Many techniques in math are "tricks" like this. Think of solving a quadratic by completing the square, or integrating by substitution or integrating by partial fractions, etc. You could arrive at these techniques on your own, but that is a lot of trial-and-error, deep understanding of theory, and applying it, which all takes a huge amount of time. Meanwhile, previous mathematicians figured this out and we get to benefit from their work. ;)

Maybe your instructor didn't present it well - plopping out the answer without a good enough explanation of the technique, why it works, etc.

2 comments

The implication seems to be that students can't do the trial-and-error, understand then apply the theory. I agree with parent comment that this is awfully defeatist.

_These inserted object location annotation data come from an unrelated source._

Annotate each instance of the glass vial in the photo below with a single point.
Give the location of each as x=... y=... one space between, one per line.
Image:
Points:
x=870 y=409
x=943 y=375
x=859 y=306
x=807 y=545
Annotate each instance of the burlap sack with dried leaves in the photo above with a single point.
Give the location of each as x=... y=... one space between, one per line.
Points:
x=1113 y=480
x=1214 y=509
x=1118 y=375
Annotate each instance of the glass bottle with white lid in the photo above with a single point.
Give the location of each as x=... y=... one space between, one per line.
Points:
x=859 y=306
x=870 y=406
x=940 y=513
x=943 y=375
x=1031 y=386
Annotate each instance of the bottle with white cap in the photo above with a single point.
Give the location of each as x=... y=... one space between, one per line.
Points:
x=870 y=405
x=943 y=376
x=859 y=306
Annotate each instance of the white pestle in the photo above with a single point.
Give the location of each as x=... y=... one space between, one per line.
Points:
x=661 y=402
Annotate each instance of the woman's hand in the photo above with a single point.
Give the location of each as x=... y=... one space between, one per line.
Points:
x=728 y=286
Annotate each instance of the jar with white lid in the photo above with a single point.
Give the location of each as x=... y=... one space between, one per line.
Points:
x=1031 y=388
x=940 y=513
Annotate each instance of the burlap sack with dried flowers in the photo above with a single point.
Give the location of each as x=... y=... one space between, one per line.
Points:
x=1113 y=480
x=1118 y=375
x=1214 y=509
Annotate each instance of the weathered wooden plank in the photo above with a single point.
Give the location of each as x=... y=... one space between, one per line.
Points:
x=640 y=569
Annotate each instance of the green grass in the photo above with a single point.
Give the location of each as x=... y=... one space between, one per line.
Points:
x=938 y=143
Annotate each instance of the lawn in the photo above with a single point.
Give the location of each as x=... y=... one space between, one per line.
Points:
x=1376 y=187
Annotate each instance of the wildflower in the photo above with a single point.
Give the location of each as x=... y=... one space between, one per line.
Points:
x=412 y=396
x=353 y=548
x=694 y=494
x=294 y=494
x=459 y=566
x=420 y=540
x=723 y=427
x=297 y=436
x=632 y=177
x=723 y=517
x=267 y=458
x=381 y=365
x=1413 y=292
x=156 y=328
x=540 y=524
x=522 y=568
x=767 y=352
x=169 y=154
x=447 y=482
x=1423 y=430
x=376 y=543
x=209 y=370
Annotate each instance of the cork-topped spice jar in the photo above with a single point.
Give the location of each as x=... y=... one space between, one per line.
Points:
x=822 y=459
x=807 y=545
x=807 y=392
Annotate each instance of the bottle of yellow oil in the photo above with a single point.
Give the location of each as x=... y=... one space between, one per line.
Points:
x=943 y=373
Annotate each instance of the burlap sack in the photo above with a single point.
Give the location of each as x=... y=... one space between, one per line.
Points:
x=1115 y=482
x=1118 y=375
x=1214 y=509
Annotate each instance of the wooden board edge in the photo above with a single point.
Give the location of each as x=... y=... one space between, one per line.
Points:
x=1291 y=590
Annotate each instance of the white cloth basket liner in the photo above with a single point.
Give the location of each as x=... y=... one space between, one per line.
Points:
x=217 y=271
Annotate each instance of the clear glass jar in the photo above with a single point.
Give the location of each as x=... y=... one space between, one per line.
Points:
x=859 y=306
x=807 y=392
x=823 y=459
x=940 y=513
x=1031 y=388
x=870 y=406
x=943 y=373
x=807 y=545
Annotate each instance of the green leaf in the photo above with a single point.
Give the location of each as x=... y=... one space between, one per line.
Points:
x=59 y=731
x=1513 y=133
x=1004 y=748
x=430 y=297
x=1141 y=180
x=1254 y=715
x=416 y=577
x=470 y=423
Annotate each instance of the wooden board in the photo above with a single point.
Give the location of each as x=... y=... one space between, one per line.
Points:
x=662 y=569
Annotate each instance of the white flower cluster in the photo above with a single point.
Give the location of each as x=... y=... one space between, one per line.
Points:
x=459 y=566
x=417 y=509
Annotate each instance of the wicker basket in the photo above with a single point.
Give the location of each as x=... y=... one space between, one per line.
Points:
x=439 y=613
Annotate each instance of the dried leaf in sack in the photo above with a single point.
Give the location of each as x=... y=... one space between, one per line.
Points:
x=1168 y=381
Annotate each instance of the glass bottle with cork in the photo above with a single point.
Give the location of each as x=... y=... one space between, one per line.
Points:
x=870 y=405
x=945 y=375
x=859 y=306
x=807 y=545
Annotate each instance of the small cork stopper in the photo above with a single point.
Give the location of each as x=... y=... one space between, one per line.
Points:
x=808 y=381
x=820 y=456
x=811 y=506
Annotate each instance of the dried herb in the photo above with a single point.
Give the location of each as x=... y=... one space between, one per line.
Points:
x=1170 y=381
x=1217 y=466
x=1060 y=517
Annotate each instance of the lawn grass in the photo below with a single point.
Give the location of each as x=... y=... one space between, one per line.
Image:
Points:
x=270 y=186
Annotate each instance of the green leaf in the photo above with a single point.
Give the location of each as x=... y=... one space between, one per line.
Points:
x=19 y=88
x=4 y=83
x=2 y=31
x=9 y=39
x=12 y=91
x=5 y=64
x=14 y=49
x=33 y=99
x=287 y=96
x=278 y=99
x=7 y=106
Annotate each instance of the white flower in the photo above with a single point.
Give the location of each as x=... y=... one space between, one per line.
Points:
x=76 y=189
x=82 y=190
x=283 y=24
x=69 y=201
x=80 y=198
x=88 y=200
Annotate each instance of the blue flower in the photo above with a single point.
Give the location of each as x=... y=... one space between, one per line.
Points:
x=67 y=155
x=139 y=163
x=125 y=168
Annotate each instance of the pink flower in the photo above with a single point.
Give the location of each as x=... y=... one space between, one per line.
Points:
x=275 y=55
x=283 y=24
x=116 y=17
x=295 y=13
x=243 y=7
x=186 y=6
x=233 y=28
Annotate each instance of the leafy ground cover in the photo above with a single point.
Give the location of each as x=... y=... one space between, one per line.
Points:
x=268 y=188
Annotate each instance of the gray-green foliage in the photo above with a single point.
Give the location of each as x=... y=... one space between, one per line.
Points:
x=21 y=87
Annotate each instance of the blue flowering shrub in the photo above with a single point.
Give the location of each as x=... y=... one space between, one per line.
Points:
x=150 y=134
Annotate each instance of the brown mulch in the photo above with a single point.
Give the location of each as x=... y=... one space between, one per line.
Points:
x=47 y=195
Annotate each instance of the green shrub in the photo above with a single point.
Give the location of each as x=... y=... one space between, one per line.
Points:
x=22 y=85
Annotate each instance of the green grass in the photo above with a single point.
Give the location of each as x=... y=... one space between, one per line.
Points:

But even if it is futile to teach true understanding, why are we knowingly teaching computation in its place? What if we left the computation to the computers from the get-go? Could we then have enough time to teach true understanding?

I can't tell you how much time I spent trying to memorize my multiplication table – a 12x12 grid of numbers that for most students became arbitrary 3-number sequences. "3, 3, 9" is different from "3 sets of 3 is equal to 9." Most students learn the former in place of the latter.

>The implication seems to be that students can't do the trial-and-error, understand then apply the theory. I agree with parent comment that this is awfully defeatist.

All teaching is a balance between various factors, and perhaps the instructor didn't get right in this specific instance.

Ideally the instructor would teach the theory, allow some trial-and-error as students grapple with new information, and then step in with prodding towards how to do it - but fundamentally, there is a limit on how the instructor can let the class wander without needing to move on to cover the rest of the material (this wasn't a special topics class covering how to solve this one specific problem).

Hence, go through the information but provide the technique involved after suitable time passes. That's just the nature of teaching/learning when the students don't have infinite time to essentially re-invent the material they are trying to learn.

Yes, trial and error isn't viable at all.

But Google is a better teacher of that kind of stuff than any professor can claim to be. If this is the kind of knowledge you pass on during education, it's basically worthless.